The bowlers' overall average under Kohli makes it the third-best in the history of Test cricket under any captain who has led his country in 40 or more matches. The bowling attack under England's Peter May (21.94) and South African team led by Hansie Cronje (25.84) have a lower average than Kohli's India. In fact, Kohli's bowling unit has a better bowling average than the bowlers under Windies great Clive Llyod (27.93) and Viv Richards (25.97). And it was these two captains who had led one of the most fearsome bowling attacks comprising Michael Holding, Andy Roberts, Joel Garner, Malcolm Marshall, Curtly Ambrose and Courtney Walsh.

Seam-ing Numbers

Under Kohli, pacers took 46.3 per cent (434) of the total wickets (936) at an average of 26.40 and their wicket per Test rate is 8.34. However, if the numbers are compared with the Windies fast bowlers under Richards and Llyod, India stand way down the order. Under Richards, the pacers bagged 95.5 per cent of the total wickets at an average of 22.89 while under Llyod, the pacers managed 88.8 per cent of the total wickets at 24.93. In fact, among Indian skippers, Kohli stands second behind Dhoni in terms of wicket contribution by pacers. Under Dhoni, it was 49.78 per cent (466 out of 936) of the total wickets, but they averaged 35.36.
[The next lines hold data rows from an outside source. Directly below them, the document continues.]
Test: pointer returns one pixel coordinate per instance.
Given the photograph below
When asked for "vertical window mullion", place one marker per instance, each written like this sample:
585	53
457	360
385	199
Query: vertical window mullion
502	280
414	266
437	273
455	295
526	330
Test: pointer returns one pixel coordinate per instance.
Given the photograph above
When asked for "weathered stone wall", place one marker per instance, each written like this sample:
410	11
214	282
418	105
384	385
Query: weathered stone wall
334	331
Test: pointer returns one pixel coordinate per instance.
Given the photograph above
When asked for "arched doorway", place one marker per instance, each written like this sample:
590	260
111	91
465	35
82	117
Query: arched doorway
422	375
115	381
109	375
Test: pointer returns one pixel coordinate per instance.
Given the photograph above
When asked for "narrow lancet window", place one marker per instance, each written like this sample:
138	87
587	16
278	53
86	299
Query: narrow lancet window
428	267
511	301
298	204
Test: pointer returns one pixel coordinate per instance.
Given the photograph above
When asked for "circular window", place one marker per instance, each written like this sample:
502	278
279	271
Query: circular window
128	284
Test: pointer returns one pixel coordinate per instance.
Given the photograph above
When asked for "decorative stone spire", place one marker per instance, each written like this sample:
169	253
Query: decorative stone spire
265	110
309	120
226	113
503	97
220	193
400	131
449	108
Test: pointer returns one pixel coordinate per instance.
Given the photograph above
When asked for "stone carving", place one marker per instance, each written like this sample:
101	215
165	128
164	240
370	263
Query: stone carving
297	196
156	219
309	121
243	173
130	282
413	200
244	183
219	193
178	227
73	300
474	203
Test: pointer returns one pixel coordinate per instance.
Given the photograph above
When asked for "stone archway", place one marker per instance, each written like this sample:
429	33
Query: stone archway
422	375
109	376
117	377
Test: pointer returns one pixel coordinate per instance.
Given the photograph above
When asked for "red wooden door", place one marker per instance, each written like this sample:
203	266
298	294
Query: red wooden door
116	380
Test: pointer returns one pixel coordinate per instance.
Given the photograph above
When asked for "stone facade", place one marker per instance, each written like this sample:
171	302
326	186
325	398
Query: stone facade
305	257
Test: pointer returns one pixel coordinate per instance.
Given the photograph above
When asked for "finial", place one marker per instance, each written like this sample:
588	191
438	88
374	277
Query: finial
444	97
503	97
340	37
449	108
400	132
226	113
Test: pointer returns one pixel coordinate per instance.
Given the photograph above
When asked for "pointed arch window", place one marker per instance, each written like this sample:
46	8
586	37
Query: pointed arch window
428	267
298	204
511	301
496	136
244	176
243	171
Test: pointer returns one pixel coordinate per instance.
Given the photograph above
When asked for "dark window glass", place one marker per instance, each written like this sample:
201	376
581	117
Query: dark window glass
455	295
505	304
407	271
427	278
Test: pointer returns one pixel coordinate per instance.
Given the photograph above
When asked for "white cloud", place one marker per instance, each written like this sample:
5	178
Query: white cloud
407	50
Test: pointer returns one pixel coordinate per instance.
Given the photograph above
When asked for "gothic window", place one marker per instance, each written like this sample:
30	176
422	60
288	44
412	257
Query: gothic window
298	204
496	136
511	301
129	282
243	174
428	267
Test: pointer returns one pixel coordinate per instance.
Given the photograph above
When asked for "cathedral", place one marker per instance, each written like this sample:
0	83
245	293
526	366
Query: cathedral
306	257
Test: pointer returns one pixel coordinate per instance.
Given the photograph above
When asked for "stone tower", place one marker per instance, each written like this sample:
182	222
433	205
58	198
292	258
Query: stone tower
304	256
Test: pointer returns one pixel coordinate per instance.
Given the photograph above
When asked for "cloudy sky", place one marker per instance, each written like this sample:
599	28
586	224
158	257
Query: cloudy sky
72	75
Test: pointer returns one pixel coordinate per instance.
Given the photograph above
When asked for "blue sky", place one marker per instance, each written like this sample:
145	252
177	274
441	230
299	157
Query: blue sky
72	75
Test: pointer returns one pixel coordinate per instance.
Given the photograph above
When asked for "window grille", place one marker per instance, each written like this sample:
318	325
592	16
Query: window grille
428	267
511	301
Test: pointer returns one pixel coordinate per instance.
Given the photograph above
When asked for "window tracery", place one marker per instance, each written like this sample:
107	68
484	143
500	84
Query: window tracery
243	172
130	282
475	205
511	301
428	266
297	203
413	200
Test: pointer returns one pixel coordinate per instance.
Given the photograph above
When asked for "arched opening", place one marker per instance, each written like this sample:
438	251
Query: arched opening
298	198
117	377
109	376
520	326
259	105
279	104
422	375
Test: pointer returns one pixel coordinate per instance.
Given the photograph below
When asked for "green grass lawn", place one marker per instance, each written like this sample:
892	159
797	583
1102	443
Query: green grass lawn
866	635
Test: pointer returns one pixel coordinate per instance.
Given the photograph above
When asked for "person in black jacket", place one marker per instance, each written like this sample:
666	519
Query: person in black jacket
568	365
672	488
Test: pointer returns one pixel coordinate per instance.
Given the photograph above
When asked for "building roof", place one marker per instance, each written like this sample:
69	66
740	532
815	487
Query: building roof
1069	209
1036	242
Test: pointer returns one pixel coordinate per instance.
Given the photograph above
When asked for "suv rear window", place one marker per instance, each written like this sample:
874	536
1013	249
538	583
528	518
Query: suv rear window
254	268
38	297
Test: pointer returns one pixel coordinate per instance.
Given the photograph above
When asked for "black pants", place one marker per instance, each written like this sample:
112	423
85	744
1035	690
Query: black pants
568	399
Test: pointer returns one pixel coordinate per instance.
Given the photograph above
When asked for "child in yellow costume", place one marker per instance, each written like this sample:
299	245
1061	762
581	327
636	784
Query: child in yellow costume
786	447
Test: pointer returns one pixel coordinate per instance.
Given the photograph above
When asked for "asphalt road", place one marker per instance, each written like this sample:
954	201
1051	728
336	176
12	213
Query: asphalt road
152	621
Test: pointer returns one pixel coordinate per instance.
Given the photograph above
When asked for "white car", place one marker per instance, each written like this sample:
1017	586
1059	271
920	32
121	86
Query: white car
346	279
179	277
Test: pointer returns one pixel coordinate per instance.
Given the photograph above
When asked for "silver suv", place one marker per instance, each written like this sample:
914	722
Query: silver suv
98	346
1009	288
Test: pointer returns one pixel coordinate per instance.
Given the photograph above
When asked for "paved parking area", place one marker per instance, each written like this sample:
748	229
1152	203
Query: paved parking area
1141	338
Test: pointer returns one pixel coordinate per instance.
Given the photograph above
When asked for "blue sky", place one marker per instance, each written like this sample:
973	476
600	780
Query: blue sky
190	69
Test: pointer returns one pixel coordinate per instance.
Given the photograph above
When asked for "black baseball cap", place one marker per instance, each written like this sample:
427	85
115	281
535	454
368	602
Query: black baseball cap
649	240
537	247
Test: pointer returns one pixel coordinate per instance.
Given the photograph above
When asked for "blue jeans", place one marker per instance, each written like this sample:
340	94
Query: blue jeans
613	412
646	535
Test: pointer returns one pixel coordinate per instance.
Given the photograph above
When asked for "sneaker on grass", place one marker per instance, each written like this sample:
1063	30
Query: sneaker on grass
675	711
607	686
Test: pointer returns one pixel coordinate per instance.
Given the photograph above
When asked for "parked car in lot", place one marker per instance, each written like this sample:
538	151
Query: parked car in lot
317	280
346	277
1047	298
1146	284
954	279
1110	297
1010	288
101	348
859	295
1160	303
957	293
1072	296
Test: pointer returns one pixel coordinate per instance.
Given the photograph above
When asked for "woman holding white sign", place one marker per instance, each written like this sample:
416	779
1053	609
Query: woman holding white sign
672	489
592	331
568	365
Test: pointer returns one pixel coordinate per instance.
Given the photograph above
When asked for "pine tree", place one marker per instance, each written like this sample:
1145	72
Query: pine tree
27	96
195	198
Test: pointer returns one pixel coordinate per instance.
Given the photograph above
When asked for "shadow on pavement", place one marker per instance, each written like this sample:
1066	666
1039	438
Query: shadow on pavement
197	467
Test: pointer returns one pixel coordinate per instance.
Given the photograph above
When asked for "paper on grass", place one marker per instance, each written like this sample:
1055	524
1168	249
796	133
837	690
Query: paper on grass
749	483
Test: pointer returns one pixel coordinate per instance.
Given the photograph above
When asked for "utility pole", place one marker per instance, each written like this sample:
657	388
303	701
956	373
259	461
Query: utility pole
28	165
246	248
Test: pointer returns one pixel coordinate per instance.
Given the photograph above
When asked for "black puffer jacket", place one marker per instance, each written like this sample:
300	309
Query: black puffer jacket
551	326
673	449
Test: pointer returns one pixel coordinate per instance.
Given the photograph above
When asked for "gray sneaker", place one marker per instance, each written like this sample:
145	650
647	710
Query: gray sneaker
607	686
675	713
One reason behind the lower percentage under Kohli could be India playing more home games under his captaincy, but the average of the pacers are better than the attacks under Steve Waugh, Ricky Ponting, Michael Clarke and Graeme Smith. Barring Richards and Llyod, Kohli's India also behind Hansie Cronje, P May and Greg Chappell.

Kohli's Weapons

Pacers Matches Wickets Average SR 5WI
Mohammed Shami  36 135 24.23 46.1 4
I Sharma  34 93 27.64 59.8 3
UT Yadav  31 83 32.13 58 1
JJ Bumrah  12 62 19.24 43.7 5
B Kumar  9 33 22.09 47.5 2

Four of these five have 50-plus wickets (except Bhuvneshwar Kumar) and among those four, three (except Umesh Yadav) averages below 30 under Kohli. Comparing it with world leaders who have led their country in more than 40 Tests, only Richard and Llyod had led an attack where all the pacers averaged below 30 and had taken 50-plus wickets. Kohli's proportion share under that list is the fourth-best after England's Michael Vaughan.

No. of pacers with 50-plus wickets and average under 30 and 25 for each skipper 

Captain Total pacers Avg < 25 Avg <30
Ponting 9 2 4
Kohli 5 2 3
Lloyd 6 4 6
Richards 5 4 5
Cronje 7 3 4
G Chappell 8 3 3
M Vaughan 7 4 5

The Indian pace attack under Kohli may still be behind in terms of wicket contribution compared to Lloyd and Richard's West Indies. But their average and wicket rate has surely left them closer to those legendary pacers. Moreover, India now have a complete attack and look equally dominant with spin and pace under any given conditions.

"If you ask me, we [India's fast-bowling attack] are right at the top. I won't even count ourselves in the [top] 3. These guys deserve it. As a captain when we started off, that was the conversation, that was the one thing in my mind that I really wanted to see happen. Batting was never an issue, spin was never an issue. After Zak [Zaheer Khan] and all the stalwarts went away, we were thinking how can we get back to the top, have the ability and the firepower to pick 20 wickets.

"Just seeing the way they've bowled, it's the belief that stands out - any kind of the pitch, any kind of opposition, they believe that they can get more out of the pitch than the opposition. And that belief matters a lot - in fact it is everything for a fast bowler. I couldn't be more happy for them. And the best thing is they're still not done yet. They're getting more and more hungry every time they step out and that's their biggest strength," Kohli had said in the post-match presser in Indore.